Ever since Darwin’s day, scientists have been trying to understand how interactions among living creatures—competition and predation, for example—drive evolution.

Recent work by paleontologists Tomasz Baumiller of U-M and Forest Gahn of the Smithsonian’s National Museum of Natural History offers new insights into the process. A report on their research appears in the Sept. 3 issue of Science.

Biologists long have speculated that predators and prey play a game of evolutionary one-upsmanship, in which an adaptation on the part of one—say, sharper teeth in a predator—prompts a “go-you-one-better” response in the other—tougher hide in the prey, for instance.

Hints that this has occurred are scattered throughout the fossil record, but not evenly, Baumiller says. During one part of the Paleozoic Era known as the Middle Paleozoic Marine Revolution, for example, the diversity of shell-crushing predators increased explosively. Around the same time, some 380 million years ago, mollusks and other shell-bearing marine animals developed better protective devices, such as more spines or more tightly coiled shells.

Apparently, the prevalence of shell-crushers prompted development of better defenses against them.
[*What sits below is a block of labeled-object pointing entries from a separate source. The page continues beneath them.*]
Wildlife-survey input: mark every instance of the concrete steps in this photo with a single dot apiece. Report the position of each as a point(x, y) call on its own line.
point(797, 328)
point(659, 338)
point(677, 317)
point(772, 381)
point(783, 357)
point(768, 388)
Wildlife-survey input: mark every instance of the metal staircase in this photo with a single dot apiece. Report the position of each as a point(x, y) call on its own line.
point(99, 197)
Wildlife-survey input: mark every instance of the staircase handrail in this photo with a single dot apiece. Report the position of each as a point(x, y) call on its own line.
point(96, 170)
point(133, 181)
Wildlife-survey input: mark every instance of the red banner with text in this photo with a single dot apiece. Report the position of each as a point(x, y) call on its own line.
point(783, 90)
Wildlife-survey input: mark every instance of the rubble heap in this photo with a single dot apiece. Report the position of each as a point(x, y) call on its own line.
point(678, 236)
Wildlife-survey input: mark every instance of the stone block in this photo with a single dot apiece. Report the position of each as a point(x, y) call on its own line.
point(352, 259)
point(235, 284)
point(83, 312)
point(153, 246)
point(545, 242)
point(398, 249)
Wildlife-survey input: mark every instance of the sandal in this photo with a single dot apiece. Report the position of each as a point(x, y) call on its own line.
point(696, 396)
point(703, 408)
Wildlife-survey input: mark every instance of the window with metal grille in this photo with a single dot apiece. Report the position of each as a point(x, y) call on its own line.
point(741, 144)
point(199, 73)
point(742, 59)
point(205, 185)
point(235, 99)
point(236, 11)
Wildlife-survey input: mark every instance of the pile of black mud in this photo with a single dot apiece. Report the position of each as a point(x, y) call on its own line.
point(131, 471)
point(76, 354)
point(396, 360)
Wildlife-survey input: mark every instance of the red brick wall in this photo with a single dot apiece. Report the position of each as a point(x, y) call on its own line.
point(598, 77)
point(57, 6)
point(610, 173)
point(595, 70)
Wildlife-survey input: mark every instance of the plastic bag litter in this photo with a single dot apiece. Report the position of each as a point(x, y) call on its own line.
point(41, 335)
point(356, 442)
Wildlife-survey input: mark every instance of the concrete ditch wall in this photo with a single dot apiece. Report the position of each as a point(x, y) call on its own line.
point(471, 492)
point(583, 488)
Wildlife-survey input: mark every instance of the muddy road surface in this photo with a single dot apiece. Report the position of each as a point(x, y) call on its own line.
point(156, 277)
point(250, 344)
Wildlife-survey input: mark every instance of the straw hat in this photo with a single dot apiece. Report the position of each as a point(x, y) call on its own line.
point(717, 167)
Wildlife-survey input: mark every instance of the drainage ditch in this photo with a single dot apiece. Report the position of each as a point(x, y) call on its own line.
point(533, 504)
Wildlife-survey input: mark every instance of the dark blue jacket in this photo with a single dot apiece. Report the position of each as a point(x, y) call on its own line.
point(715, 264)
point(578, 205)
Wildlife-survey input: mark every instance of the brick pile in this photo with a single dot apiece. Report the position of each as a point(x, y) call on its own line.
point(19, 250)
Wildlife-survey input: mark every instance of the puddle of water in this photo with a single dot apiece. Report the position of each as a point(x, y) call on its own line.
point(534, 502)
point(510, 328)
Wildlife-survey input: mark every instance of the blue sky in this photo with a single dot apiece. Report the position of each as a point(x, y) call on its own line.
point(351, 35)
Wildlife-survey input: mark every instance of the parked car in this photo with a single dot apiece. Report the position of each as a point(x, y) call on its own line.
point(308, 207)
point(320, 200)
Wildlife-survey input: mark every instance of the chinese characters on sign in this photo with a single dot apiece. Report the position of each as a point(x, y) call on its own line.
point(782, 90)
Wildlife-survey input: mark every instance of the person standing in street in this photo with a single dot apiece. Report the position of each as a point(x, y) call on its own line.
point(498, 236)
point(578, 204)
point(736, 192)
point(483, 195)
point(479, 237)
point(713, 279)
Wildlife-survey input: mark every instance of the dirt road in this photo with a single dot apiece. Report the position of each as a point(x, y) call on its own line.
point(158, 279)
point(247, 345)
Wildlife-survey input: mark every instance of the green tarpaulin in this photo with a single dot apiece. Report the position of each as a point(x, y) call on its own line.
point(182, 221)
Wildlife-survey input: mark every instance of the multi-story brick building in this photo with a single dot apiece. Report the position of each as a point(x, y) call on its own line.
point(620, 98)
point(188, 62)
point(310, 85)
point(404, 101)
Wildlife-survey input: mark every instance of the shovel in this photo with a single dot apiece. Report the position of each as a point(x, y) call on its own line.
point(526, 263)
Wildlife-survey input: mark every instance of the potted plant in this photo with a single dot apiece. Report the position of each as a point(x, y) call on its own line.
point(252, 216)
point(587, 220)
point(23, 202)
But simply finding evidence of changes in both predators and prey doesn’t prove that one caused the other, Baumiller notes. “You have to provide evidence that they, in fact, were interacting.”

To search for such evidence, Baumiller and his former graduate student Gahn studied fossil crinoids, a group of marine animals related to starfish and sea urchins. Crinoids, also called sea lilies, have feathery arms that they extend to catch bits of plankton or detritus passing by in the current.

Like their starfish cousins and other animals in the group known as echinoderms, crinoids are capable of regenerating lost body parts. Because modern day crinoids usually lose—and regenerate—their arms as a result of attacks by fish, Baumiller and Gahn reasoned that arm regeneration in fossil crinoids would be a good indicator of predator-prey interactions in the geologic past.

To test their idea, they examined more than 2,500 Paleozoic crinoids for evidence of arm regeneration, focusing on fossils from the Ordovician to Pennsylvanian periods (490 to 290 million years ago). As predicted, they found that the only significant increase in regeneration frequency was during the Middle Paleozoic Marine Revolution.

“Indeed, the frequency of regeneration, which we regard as a proxy for predation intensity, was low during intervals before the Middle Paleozoic Marine Revolution, and then there was a sudden increase, coincident with the diversification of predators and the increase in the evolutionary response of the prey,” Baumiller says.

That’s not the whole story, though. Baumiller and Gahn suspect that crinoids were not the intended targets of the predators that inflicted damage upon them, and that their broken arms were simply “collateral damage.” Crinoids, Baumiller explains, play host to a variety of other organisms that take up residence on various parts of their bodies, and the predators probably were going after those creatures.

One way to test this would be to look for correlations between the degree of infestation and the rate of regeneration, and Baumiller, Gahn and Carlton Brett, a paleontologist from the University of Cincinnati, have applied for funding to do just that.

The current research was supported by a Fulbright Research Fellowship to Baumiller and by grants from the Geological Society of America, the Scott M. Turner Fund (U-M) and the American Chemical Society.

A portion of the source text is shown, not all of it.